Ha! I was very curious about what you meant exactly. Now I see its almost all about tucking the back knee, which I believe to be very detrimental when combined with pronounced duck stance and torsionally playfull board. Still, upper body rotation and a very tiny bit of hips rotation might be applied. But it's very easy to overdo it and i'd rather think about it as gently rolling the front knee in against the highback while keeping the back knee out, which is just another way of describing the style you are advocating.


----------



## Etienne (Apr 2, 2021)

Yeah sorry, might be my english 🥖. I'm totally not against pelvis and upper body rotation, but really against tucking the back knee and rotating the back leg (which causes an inward hip rotation I believe).


----------



## lbs123 (Jan 24, 2017)

Etienne said:


> I really prefer styles that keeps a good knee spread, like :


This makes sense and looks nice. Previously, I thought you were talking about something like Ryan Knapton's style with knees out (I guess it works for him with +15/-15 stance) or that basic carving with body parallel to the board that some YouTubers teach.

So I will pay attention to that next time and try to avoid tucking the knee as it indeed could cause my big toe pain.


----------



## drblast (Feb 28, 2017)

I've ridden just about every stance but this year it's been mostly +12/-9 and a narrow stance for me (~22" which is reference on most of my boards). I'm 6'3" with long legs. Previous years I'd have a 23" or 23.5" stance width.

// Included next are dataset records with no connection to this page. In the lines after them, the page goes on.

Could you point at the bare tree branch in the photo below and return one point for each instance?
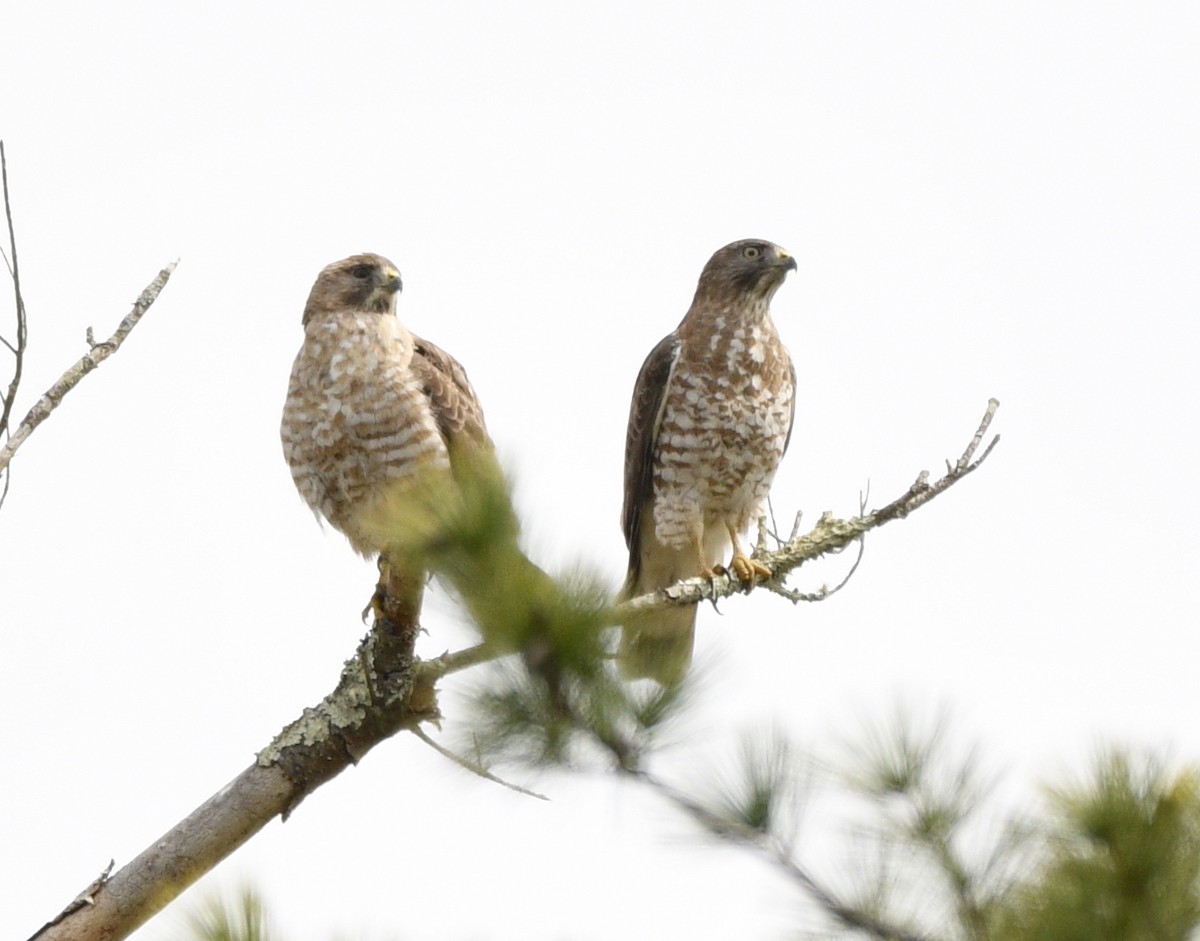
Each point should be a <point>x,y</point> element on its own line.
<point>827,537</point>
<point>18,349</point>
<point>384,689</point>
<point>97,354</point>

When I'm riding groomers my upper body is fairly open facing down the fall line. I think the narrow stance helps with rotating my body and having enough wiggle room to stay loose. I'm riding switch a lot this year so a +/+ stance isn't comfortable.


----------



## Etienne (Apr 2, 2021)

Well, yes the Knapton style is pretty much what you aim for with a freestyle setup. But the way you squat isn't that different with a +/+ setup. Your positionning relative to the board, the weight transfert etc. are totally different, but in the end it's mainly a power squat.

Another good example–pardon the hard boots and cheesy edits—is Nevin Galmarini. Form wise he is flawless, no useless movement, super solid core, super solid legs aligned with the body.


----------



## lbs123 (Jan 24, 2017)

I'm not a big fan of Knapton's style, it looks weird to me probably because of that wide stance and exaggerated upper body movements. 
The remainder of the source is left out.